On Fri, Nov 10, 2006 at 04:06:52PM -0500, Brian Haley wrote:
> Al Viro wrote:
> >On Fri, Nov 10, 2006 at 02:04:32PM -0500, Brian Haley wrote:
> >>Al Viro wrote:
> >>>so -= 1 is broken even on ia64 and it's *always* broken on big-endian
> >>>boxen.
> >>It's not broken in ia64, I've tested that, just don't have an x86 for 
> >>testing right now.  Can you please apply these changes and prove it's 
> >>broken?  This little trick has been done in other UNIXes for years 
> >>without any problems.
> >
> >Could you fscking read what you've replied to?  Your -=1 will turn 0
> >into 0xffff instead of correct 0xfffe.  IOW, it's broken in 1:65536
> >cases.
> 
> I looked again at your previous email:
> 
> >Note that even on little-endian you want
> >     3 -> 2
> >     2 -> 1
> >     1 -> 0xffff
> >     0 -> 0xfffe
> 
> That doesn't look right to me, but I'll take your word that there's one 
> edge case out there I don't see (even though this worked on Alpha). 

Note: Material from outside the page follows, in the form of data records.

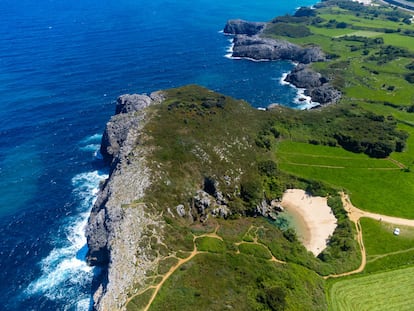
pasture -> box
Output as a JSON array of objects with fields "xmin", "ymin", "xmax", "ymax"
[
  {"xmin": 361, "ymin": 218, "xmax": 414, "ymax": 272},
  {"xmin": 329, "ymin": 266, "xmax": 414, "ymax": 311},
  {"xmin": 276, "ymin": 141, "xmax": 414, "ymax": 218}
]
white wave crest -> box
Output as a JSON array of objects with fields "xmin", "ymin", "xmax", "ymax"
[{"xmin": 25, "ymin": 170, "xmax": 108, "ymax": 310}]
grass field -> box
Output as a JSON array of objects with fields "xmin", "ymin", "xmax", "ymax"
[
  {"xmin": 276, "ymin": 141, "xmax": 414, "ymax": 218},
  {"xmin": 329, "ymin": 266, "xmax": 414, "ymax": 311},
  {"xmin": 360, "ymin": 218, "xmax": 414, "ymax": 272}
]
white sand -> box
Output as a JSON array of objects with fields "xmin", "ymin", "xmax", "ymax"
[{"xmin": 281, "ymin": 189, "xmax": 337, "ymax": 256}]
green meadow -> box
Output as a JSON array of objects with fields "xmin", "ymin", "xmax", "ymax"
[
  {"xmin": 277, "ymin": 141, "xmax": 414, "ymax": 218},
  {"xmin": 329, "ymin": 266, "xmax": 414, "ymax": 311},
  {"xmin": 361, "ymin": 218, "xmax": 414, "ymax": 272}
]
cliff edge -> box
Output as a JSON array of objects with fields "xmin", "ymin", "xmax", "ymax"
[{"xmin": 85, "ymin": 92, "xmax": 165, "ymax": 310}]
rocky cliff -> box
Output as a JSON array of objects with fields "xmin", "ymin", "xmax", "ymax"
[
  {"xmin": 284, "ymin": 64, "xmax": 341, "ymax": 105},
  {"xmin": 224, "ymin": 19, "xmax": 266, "ymax": 36},
  {"xmin": 224, "ymin": 20, "xmax": 341, "ymax": 106},
  {"xmin": 85, "ymin": 92, "xmax": 165, "ymax": 310},
  {"xmin": 231, "ymin": 34, "xmax": 325, "ymax": 64}
]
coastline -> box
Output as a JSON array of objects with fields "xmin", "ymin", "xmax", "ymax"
[
  {"xmin": 281, "ymin": 189, "xmax": 337, "ymax": 256},
  {"xmin": 224, "ymin": 38, "xmax": 320, "ymax": 110}
]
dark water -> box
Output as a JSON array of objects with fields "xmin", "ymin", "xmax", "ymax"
[{"xmin": 0, "ymin": 0, "xmax": 317, "ymax": 309}]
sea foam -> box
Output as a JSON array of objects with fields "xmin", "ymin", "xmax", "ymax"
[{"xmin": 24, "ymin": 170, "xmax": 108, "ymax": 310}]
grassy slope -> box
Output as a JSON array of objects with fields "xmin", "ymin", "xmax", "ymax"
[
  {"xmin": 276, "ymin": 141, "xmax": 414, "ymax": 218},
  {"xmin": 265, "ymin": 1, "xmax": 414, "ymax": 309},
  {"xmin": 149, "ymin": 253, "xmax": 326, "ymax": 311},
  {"xmin": 267, "ymin": 0, "xmax": 414, "ymax": 217},
  {"xmin": 126, "ymin": 86, "xmax": 339, "ymax": 310},
  {"xmin": 361, "ymin": 217, "xmax": 414, "ymax": 272}
]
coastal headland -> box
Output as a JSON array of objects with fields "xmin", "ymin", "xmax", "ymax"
[{"xmin": 85, "ymin": 0, "xmax": 414, "ymax": 310}]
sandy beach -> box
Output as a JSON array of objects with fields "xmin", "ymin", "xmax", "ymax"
[{"xmin": 281, "ymin": 189, "xmax": 337, "ymax": 256}]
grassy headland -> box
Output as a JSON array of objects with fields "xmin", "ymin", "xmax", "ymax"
[{"xmin": 124, "ymin": 0, "xmax": 414, "ymax": 309}]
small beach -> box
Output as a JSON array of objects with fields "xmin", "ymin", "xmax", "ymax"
[{"xmin": 281, "ymin": 189, "xmax": 337, "ymax": 256}]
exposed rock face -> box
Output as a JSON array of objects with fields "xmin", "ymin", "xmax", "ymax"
[
  {"xmin": 224, "ymin": 19, "xmax": 341, "ymax": 106},
  {"xmin": 284, "ymin": 63, "xmax": 324, "ymax": 88},
  {"xmin": 232, "ymin": 35, "xmax": 325, "ymax": 63},
  {"xmin": 306, "ymin": 84, "xmax": 342, "ymax": 105},
  {"xmin": 86, "ymin": 91, "xmax": 165, "ymax": 310},
  {"xmin": 285, "ymin": 64, "xmax": 341, "ymax": 105},
  {"xmin": 100, "ymin": 92, "xmax": 164, "ymax": 166},
  {"xmin": 224, "ymin": 19, "xmax": 266, "ymax": 36}
]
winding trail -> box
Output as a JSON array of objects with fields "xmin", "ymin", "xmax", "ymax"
[
  {"xmin": 128, "ymin": 192, "xmax": 414, "ymax": 307},
  {"xmin": 127, "ymin": 224, "xmax": 287, "ymax": 310},
  {"xmin": 127, "ymin": 231, "xmax": 208, "ymax": 311}
]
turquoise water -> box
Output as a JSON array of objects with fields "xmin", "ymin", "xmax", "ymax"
[{"xmin": 0, "ymin": 0, "xmax": 318, "ymax": 309}]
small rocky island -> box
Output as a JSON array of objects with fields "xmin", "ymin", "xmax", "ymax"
[{"xmin": 224, "ymin": 19, "xmax": 341, "ymax": 106}]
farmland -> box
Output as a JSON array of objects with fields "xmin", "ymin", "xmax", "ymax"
[
  {"xmin": 276, "ymin": 141, "xmax": 414, "ymax": 218},
  {"xmin": 329, "ymin": 266, "xmax": 414, "ymax": 311}
]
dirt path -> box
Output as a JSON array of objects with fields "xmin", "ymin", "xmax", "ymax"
[
  {"xmin": 342, "ymin": 192, "xmax": 414, "ymax": 227},
  {"xmin": 235, "ymin": 225, "xmax": 286, "ymax": 264},
  {"xmin": 128, "ymin": 224, "xmax": 288, "ymax": 310},
  {"xmin": 387, "ymin": 157, "xmax": 406, "ymax": 169},
  {"xmin": 130, "ymin": 195, "xmax": 414, "ymax": 305},
  {"xmin": 325, "ymin": 192, "xmax": 414, "ymax": 278},
  {"xmin": 368, "ymin": 247, "xmax": 414, "ymax": 263},
  {"xmin": 142, "ymin": 246, "xmax": 201, "ymax": 311},
  {"xmin": 127, "ymin": 232, "xmax": 204, "ymax": 311}
]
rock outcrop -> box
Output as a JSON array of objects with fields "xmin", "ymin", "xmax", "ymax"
[
  {"xmin": 86, "ymin": 91, "xmax": 165, "ymax": 310},
  {"xmin": 224, "ymin": 19, "xmax": 341, "ymax": 106},
  {"xmin": 284, "ymin": 63, "xmax": 324, "ymax": 88},
  {"xmin": 224, "ymin": 19, "xmax": 266, "ymax": 36},
  {"xmin": 100, "ymin": 92, "xmax": 164, "ymax": 166},
  {"xmin": 231, "ymin": 35, "xmax": 325, "ymax": 63},
  {"xmin": 284, "ymin": 64, "xmax": 341, "ymax": 105},
  {"xmin": 306, "ymin": 83, "xmax": 341, "ymax": 106}
]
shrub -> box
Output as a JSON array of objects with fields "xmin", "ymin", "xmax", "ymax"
[{"xmin": 258, "ymin": 160, "xmax": 278, "ymax": 176}]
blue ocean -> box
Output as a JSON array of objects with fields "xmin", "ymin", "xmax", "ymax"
[{"xmin": 0, "ymin": 0, "xmax": 317, "ymax": 309}]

Sigh...  Here's how the checksum is defined:
        take array of bytes
        pad it to even length with 0
        split it into 16bit words
define x # y as (x + y) < 0x10000 ? x + y: x + y - 0xffff
        calculate sum = w0 # w1 # w2 # ..... # wn
        take 0xffff - sum (aka ~sum)
        store the resulting value in pair of bytes (with whatever
endianness you used all along).

Note that resulting pair of bytes does *not* depend on endianness.  See
aforementioned RFC for proof and for more fun properties of that sucker.